Treatment of post-traumatic brain injury using high-dose neurotrophic factors – a case report study

Introduction

Post-traumatic brain injury (TBI) dementia is a progressive degenerative disease associated with a history of brain trauma, including symptomatic concussions (e.g., traffic-related accidents, falls, sports injuries, shock waves from battlefield explosions) and asymptomatic subconcussive impacts to the head⁽¹⁾.

Post-TBI dementia is a nosologic entity defined by both the International Classification of Diseases, Eleventh Revision (ICD-11) and the Diagnostic and Statistical Manual of Mental Disorders, Fifth Edition, Text Revision (DSM-5-TR)^(2,3).

According to the ICD-11, the essential features of the diagnosis of dementia due to injury to the head (6D85.7) state that all diagnostic requirements for dementia should be met and that dementia is certainly attributable to an injury to the head, supported by clinical examinations and history. The additional clinical features state that dementia is caused by damage inflicted on brain tissue, which is known to have resulted in loss of consciousness, along with amnesia, disorientation, confusion or neurological signs. Furthermore, the symptoms’ onset is after trauma or regaining of consciousness, and neurocognitive deficits are dependent on the specific brain areas affected by the injury and its severity⁽²⁾. According to DSM-5-TR, the diagnosis of major or mild neurocognitive disorder due to TBI is met if all criteria for major or mild neurocognitive disorder are present, one or more evidences of TBI exist (loss of consciousness, posttraumatic amnesia, disorientation and confusion, and neurological signs), and the neurocognitive disorder was present right after the TBI or after regaining consciousness and persisted past the acute post-injury period. Additional coding notes exist depending on the severity and presence or absence of behavioral disturbances. There are various specific cognitive impairments that help establish the severity of the neurocognitive disorder, although severe TBIs with brain contusion, intracranial hemorrhage or penetrating injury are frequently associated with aphasia, apraxia or disturbances in perceptual-motor function, depending on the affected region of the brain and the lost volume of brain tissue⁽³⁾.

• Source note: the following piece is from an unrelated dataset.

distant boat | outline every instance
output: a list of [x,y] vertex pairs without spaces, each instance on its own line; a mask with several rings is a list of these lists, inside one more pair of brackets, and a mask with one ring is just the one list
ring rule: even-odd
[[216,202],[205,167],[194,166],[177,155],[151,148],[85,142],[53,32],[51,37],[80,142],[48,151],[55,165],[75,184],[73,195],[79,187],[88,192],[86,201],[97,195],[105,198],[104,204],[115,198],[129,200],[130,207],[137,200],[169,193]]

The available treatment options of TBIs are empirical and target the associated symptoms, considering that TBIs are associated with dementia and other neurodegenerative diseases, along with behavioral disturbances. Several pharmacological options have been reported, including medication to reduce the secondary damage after TBI (omega-3 polyunsaturated fatty acids, melatonin, N-acetylcysteine, statins) and medication to manage symptoms post-TBI (methylphenidate, sertraline, amitriptyline, guanfacine, donepezil). There are reports that support the use of antiepileptic drugs as potential dementia prophylactics following TBI due to their ability to reduce neuronal hyperexcitability and network instability, pathological states that promote neurodegenerative diseases^(4,5).

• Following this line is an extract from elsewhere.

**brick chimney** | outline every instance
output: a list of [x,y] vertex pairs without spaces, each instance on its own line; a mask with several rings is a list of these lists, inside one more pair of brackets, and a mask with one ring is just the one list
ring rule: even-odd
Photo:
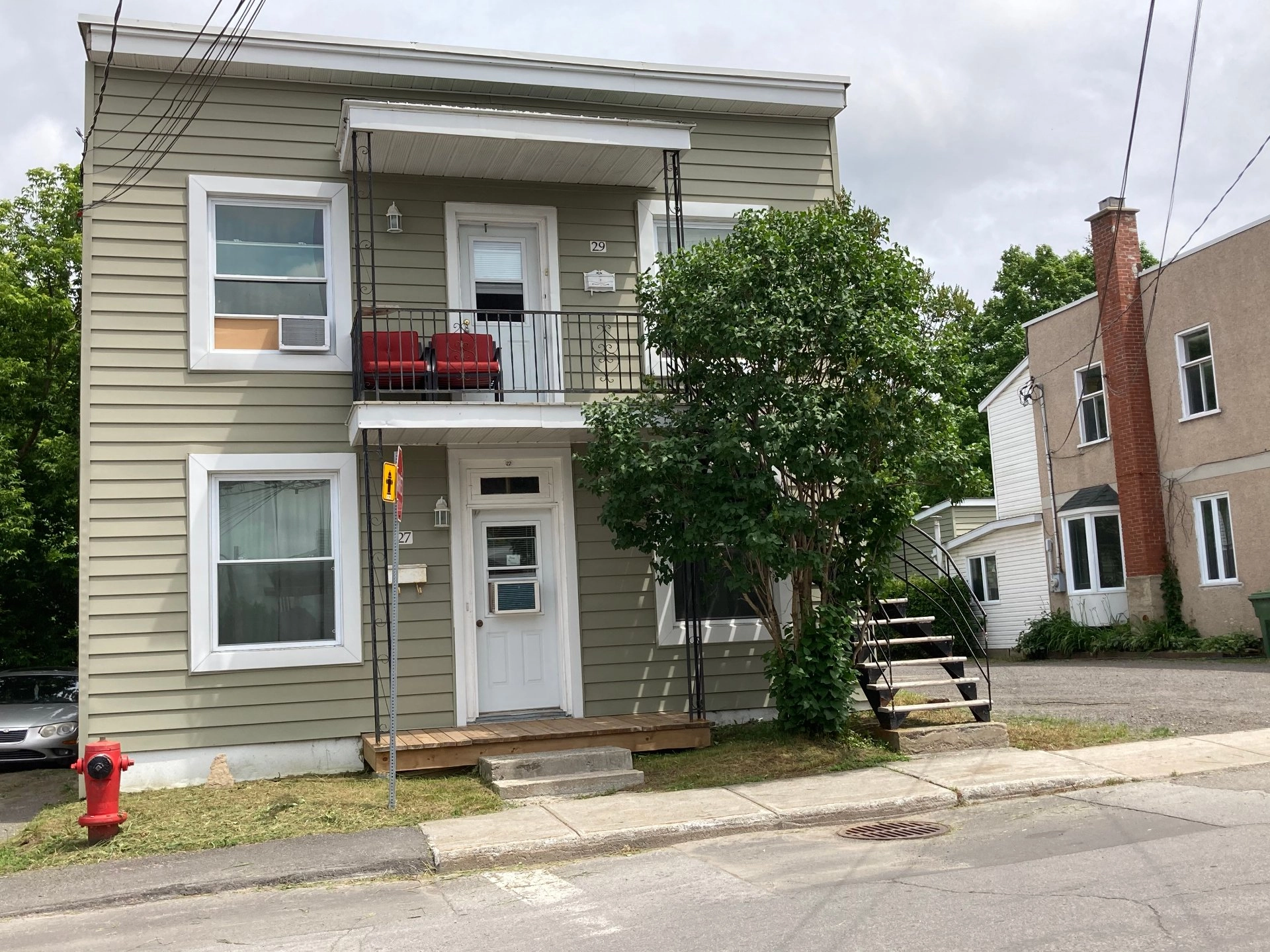
[[1087,221],[1093,239],[1093,272],[1102,317],[1102,369],[1120,495],[1129,616],[1161,618],[1165,506],[1138,284],[1142,265],[1138,209],[1124,207],[1123,198],[1105,198],[1099,202],[1097,215]]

The treatment of dementia is usually based on neuroprotective and disease-modifying treatments, while the associated neuropsychiatric symptoms are treated with specific medications, such as antipsychotics, antidepressants, and sedative-hypnotics⁽⁶⁾. In the case of post-TBI dementia, possible treatment options include the porcine brain-derivate hydrolysate (PBDH). PBDH is a mixture of peptides and amino acids with nootropic properties that act like endogenous neurotrophic factors. These neurotrophic factors can mediate brain development and provide neuroprotective effects, which are essential features in developing disease-modifying therapies in dementia. While the common treatment regimen consists of 10 mL/administration, 10 days/months, for three months, there are literature reports that support the administration of high doses, up to 50 mL, in post-TBI dementia^(7-9).

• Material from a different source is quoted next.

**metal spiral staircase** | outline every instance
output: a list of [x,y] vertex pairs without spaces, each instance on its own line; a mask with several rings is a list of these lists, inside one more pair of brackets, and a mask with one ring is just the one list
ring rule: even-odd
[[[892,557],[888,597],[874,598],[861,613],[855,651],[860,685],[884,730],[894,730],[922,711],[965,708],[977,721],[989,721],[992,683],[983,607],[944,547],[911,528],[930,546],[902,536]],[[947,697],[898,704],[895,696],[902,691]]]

This report aimed to present the effects of PBDH in a severe case of post-TBI dementia and the gradual improvement of symptoms based on cognitive function tests.

Case report

In early November 2024, a 68-year-old patient, without a documented history of psychiatric illness, was transferred from the “Dr. Constantin Opriș” County Emergency Hospital, Baia Mare, Romania, to the Neurosurgery Clinic inside Cluj County Emergency Clinical Hospital, Cluj-Napoca, Romania, following a TBI with loss of consciousness after a fall from height (from a ladder in unknown circumstances). The initial CT scan revealed an enlarging temporal-basal subdural hematoma, a progressive hemorrhagic contusion in the temporal lobe, and an associated temporal lobe laceration (Figure 1). The initial neurological examination had the following characteristics: conscious patient, partially cooperative, dysphasic, disoriented to time and place, with a Glasgow Coma Scale (GSC) = 14 points⁽¹⁰⁾. There were no signs of meningeal irritation, intracranial hemorrhage or paresthesia. The patient underwent a temporal craniotomy to evacuate the hematoma.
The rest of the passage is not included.